A private prison company will run a new U.S. pilot program that would place hundreds of migrants caught crossing the U.S.-Mexico border under house arrest, the U.S. Department of Homeland Security (DHS) told Reuters, an approach that critics say is an extension of for-profit detention.

BI Incorporated, a subsidiary of the private prison company GEO Group, will operate the so-called “home curfew” pilot program, a DHS spokesperson and two U.S. officials said. Immigrants enrolled in the program would be confined to their place of residence in the United States for 12 hours a day and monitored electronically while waiting for their court hearings.

Reuters and other outlets reported last week on the new program, which will generally require immigrants to remain in their residences from 8 p.m. until 8 a.m.

The Biden administration has greatly expanded so-called “alternatives to detention,” such as ankle bracelets and monitoring via mobile phone. The selection of a private prison company to run the home curfew pilot shows how companies could retain a strong foothold in the world of immigration enforcement.
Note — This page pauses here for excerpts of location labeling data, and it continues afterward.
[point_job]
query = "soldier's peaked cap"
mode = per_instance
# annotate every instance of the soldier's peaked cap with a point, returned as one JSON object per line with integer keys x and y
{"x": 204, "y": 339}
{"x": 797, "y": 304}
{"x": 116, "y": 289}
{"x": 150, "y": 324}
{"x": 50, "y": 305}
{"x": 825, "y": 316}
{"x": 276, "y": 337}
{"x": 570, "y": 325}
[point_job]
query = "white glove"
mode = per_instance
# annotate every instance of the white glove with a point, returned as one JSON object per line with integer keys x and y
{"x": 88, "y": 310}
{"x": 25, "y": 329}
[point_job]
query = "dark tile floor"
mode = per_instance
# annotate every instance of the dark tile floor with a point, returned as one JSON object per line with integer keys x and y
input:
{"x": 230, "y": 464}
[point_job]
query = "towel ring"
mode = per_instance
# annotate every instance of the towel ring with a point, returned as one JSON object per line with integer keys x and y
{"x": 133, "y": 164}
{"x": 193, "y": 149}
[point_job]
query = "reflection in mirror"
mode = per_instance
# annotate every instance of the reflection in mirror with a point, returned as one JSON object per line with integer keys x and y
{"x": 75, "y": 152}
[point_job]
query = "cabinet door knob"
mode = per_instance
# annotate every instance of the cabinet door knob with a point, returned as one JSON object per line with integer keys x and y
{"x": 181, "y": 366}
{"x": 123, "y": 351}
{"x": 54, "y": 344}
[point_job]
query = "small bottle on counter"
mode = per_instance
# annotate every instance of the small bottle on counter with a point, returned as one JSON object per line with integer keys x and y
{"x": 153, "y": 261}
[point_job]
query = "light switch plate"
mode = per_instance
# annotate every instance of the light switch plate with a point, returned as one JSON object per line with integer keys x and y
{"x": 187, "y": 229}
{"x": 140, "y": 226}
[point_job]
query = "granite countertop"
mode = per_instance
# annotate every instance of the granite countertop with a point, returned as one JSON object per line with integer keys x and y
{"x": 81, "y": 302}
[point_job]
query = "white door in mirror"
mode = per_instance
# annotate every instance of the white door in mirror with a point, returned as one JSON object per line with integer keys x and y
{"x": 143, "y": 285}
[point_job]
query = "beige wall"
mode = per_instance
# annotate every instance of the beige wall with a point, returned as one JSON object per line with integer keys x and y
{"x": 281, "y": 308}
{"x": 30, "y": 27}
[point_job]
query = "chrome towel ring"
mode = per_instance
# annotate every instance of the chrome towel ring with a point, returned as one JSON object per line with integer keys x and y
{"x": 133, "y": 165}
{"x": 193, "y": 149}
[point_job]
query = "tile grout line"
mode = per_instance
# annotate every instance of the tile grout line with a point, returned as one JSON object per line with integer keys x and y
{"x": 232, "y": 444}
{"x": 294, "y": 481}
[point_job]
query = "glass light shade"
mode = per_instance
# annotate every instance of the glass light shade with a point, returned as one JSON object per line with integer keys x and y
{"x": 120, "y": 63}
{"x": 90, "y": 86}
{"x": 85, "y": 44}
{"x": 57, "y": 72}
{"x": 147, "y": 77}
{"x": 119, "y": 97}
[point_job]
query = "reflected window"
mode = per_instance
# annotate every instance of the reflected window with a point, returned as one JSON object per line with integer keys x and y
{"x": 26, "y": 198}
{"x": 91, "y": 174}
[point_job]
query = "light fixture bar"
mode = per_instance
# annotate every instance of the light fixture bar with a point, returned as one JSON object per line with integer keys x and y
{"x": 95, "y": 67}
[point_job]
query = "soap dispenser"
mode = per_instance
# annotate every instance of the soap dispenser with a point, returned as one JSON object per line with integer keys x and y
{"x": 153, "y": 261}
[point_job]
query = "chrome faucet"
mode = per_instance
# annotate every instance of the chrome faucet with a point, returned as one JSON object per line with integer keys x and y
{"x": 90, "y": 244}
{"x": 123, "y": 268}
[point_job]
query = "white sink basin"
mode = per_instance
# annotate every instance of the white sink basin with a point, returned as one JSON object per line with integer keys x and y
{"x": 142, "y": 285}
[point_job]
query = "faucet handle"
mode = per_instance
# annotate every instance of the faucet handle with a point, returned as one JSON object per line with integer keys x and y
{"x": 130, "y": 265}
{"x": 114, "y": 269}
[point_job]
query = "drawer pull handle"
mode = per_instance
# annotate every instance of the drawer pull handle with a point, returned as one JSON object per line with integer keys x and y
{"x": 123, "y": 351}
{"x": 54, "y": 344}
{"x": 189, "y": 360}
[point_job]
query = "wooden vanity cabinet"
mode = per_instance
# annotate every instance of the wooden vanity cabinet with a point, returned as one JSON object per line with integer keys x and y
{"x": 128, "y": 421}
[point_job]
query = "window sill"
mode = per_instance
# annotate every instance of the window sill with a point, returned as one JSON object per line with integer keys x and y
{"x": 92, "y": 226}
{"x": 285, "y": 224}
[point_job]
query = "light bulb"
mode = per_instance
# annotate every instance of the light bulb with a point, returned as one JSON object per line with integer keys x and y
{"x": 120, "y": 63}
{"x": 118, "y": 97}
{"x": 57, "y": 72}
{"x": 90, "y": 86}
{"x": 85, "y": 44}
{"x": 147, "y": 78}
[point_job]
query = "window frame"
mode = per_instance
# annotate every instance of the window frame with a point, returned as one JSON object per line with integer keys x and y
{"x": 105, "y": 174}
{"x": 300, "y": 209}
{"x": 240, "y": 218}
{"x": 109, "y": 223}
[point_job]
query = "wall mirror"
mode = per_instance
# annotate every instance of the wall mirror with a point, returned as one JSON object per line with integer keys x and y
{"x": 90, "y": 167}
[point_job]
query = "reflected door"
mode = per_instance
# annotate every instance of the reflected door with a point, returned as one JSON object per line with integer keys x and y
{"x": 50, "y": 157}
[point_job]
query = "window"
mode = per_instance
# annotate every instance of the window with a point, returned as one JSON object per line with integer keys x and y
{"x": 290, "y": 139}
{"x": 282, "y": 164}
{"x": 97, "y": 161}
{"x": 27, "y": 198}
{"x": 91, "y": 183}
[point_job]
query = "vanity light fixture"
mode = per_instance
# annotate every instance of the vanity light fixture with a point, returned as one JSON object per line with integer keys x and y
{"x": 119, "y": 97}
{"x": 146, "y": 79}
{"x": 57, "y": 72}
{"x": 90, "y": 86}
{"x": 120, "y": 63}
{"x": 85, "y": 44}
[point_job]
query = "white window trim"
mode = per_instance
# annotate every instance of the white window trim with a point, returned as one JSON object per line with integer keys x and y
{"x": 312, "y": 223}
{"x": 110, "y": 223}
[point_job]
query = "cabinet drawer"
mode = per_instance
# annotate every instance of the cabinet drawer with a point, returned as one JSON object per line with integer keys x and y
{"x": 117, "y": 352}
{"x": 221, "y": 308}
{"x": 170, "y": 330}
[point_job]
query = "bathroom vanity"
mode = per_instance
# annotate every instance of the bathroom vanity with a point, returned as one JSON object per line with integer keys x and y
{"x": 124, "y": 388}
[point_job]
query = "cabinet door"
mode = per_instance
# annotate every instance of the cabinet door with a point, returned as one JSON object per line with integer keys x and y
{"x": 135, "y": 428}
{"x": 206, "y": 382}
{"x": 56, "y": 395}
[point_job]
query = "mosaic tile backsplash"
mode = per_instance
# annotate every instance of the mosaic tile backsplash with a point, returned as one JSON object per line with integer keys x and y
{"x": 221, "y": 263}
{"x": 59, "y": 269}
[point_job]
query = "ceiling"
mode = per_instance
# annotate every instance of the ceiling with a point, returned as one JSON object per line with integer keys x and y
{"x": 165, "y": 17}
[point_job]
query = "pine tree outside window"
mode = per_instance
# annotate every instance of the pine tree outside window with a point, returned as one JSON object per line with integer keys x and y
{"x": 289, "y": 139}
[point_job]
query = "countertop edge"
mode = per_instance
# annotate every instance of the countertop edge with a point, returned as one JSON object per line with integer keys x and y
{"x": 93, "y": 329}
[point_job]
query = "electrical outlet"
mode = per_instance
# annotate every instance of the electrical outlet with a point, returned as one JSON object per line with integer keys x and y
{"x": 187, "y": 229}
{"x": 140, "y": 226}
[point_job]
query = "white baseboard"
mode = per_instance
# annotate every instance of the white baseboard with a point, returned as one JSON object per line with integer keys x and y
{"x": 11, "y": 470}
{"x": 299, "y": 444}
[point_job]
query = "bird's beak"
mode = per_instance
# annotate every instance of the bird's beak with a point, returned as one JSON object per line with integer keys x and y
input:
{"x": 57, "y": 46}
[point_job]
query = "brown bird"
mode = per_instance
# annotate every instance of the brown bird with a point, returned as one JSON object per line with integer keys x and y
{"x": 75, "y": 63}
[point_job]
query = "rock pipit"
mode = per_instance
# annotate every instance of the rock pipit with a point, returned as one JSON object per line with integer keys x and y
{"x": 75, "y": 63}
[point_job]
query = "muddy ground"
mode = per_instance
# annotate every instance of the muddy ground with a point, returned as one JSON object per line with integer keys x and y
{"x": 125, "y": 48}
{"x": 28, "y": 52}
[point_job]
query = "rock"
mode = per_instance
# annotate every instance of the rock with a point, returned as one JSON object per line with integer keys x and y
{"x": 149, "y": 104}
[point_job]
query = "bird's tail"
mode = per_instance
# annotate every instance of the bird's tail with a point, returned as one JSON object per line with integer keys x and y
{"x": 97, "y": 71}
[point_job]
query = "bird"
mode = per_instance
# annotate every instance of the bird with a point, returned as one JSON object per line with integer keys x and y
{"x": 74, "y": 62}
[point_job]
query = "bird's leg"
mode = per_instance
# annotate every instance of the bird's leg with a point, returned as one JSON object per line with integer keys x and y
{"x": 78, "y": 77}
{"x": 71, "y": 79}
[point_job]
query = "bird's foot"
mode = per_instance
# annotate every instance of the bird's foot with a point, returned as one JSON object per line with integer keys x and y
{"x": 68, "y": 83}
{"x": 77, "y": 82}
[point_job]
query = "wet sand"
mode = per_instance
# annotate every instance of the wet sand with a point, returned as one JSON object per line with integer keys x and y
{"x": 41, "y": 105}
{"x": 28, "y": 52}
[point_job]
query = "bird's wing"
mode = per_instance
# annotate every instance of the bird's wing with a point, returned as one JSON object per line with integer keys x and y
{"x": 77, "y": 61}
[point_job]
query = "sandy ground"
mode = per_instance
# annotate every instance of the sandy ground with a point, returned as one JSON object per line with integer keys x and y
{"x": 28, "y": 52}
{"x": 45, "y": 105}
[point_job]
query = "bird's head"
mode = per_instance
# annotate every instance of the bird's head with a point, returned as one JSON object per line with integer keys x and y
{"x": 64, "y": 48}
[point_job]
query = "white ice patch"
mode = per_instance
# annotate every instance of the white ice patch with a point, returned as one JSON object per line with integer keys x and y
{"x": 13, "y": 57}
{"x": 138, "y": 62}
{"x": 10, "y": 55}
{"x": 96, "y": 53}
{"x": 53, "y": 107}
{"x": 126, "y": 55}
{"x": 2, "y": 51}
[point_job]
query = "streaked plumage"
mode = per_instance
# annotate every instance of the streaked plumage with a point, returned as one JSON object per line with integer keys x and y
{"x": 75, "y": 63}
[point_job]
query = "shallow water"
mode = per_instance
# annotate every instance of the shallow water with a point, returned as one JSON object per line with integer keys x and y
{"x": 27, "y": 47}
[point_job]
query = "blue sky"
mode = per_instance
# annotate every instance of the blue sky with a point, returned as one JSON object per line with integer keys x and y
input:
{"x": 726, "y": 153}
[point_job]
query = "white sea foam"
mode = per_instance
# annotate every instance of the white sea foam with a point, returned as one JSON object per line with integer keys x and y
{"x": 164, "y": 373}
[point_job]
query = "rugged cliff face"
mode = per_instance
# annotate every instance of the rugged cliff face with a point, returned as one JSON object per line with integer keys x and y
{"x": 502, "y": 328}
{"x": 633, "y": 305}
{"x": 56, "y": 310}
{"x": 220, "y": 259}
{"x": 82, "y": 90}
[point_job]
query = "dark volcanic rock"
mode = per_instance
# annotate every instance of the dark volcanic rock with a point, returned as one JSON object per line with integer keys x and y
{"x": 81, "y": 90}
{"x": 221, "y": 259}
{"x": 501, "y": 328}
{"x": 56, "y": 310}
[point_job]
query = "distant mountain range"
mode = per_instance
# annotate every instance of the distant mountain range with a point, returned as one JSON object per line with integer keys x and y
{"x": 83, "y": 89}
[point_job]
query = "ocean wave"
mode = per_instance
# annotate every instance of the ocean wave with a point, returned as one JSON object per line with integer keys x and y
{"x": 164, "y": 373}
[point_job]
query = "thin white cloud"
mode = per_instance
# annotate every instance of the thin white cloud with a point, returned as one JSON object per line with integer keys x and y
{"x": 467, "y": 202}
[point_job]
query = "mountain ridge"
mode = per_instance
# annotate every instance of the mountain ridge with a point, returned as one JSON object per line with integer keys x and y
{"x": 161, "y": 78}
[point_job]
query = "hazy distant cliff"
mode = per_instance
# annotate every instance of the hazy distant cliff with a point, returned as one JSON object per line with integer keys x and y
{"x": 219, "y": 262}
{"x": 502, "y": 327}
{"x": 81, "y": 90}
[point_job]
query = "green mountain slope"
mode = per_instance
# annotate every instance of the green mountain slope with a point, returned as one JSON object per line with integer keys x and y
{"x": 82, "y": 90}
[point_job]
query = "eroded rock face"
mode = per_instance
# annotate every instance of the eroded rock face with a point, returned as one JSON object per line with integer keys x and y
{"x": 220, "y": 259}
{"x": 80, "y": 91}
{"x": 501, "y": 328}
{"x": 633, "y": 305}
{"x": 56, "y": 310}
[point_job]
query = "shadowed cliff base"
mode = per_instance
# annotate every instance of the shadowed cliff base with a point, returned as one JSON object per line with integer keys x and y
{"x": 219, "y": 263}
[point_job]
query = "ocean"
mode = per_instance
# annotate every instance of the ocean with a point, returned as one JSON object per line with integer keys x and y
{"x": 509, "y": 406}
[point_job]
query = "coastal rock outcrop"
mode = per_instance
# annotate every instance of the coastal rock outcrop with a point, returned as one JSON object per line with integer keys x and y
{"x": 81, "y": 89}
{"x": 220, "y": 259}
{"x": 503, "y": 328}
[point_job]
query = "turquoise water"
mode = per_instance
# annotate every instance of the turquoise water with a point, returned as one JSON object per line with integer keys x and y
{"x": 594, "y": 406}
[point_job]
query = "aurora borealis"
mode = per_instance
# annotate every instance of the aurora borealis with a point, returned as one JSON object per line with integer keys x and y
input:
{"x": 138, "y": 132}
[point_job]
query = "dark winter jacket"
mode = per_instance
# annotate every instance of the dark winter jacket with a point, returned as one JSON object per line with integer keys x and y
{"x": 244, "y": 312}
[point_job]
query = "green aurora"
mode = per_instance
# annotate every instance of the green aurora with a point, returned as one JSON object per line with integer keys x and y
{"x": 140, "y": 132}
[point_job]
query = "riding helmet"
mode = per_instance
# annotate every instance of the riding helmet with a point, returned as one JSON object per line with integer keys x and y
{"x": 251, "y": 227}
GEO Group declined to comment and instead referred questions to U.S. Immigration and Customs Enforcement (ICE), which oversees immigration detention and falls under DHS. When asked about the program, a DHS spokesperson referred to the program as part of “impactful detention reforms.”

U.S. President Joe Biden, a Democrat, signed an executive order shortly after taking office in January 2021 phasing out private prison contracts for federal jails to “reduce profit-based incentives” to incarceration and tackle systemic racism.